How to Create A Living Will in Charleston, West Virginia
First of all, you should talk with your spouse/life partner and members of your immediate family, to discuss your wishes in this matter. If the directives in your living will ever become necessary, the process will go much smoother for your loved ones if there are as few surprises as possible.
You should then actually draft the will. To be sure that it is valid, you should have the help of a Charleston, West Virginia attorney who specializes in wills.

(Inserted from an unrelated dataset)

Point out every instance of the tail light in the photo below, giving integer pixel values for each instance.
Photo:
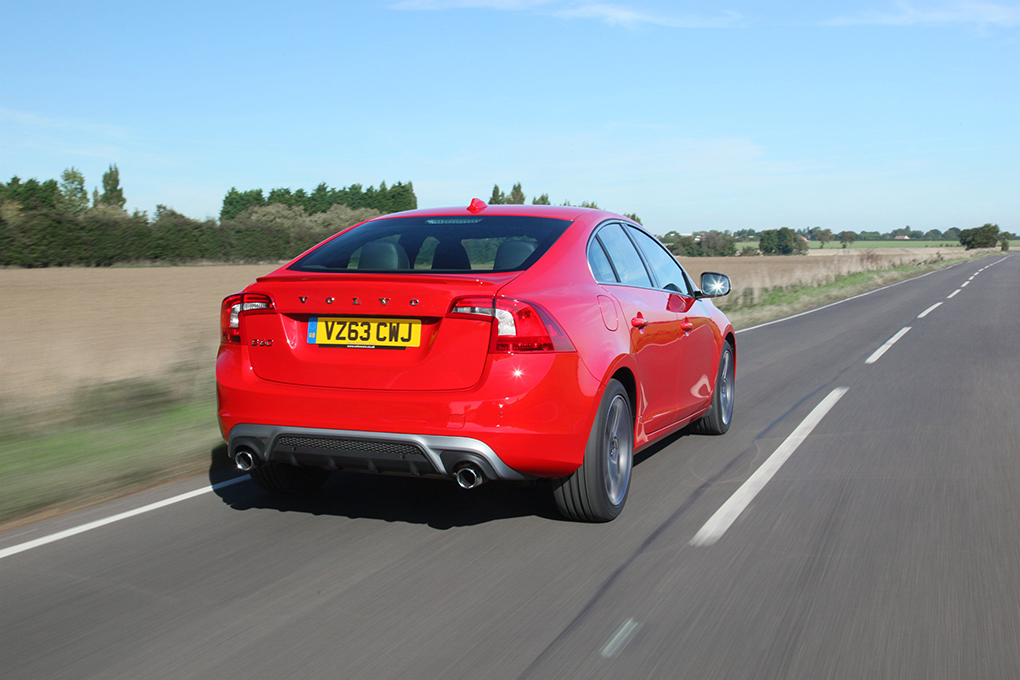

In most states, a living will must follow all the protocols as testamentary wills (wills that dictate what is to be done with a person's property after their death).
These formalities vary from state to state, but wills normally have to be witnessed and signed by at least two people who do not have a direct interest in the matter. Furthermore, they should contain a clear statement indicating that the document is, in fact, a living will.
Do I Need A Charleston, West Virginia Living Will Attorney?
While not strictly necessary, a brilliant estate-planning lawyer in Charleston, West Virginia can be extremely helpful in the process of drafting a living will. An attorney will understand the intricacies of local law, and will help you draft a document that, to the extent possible, will ensure that your wishes with respect to your own healthcare are followed.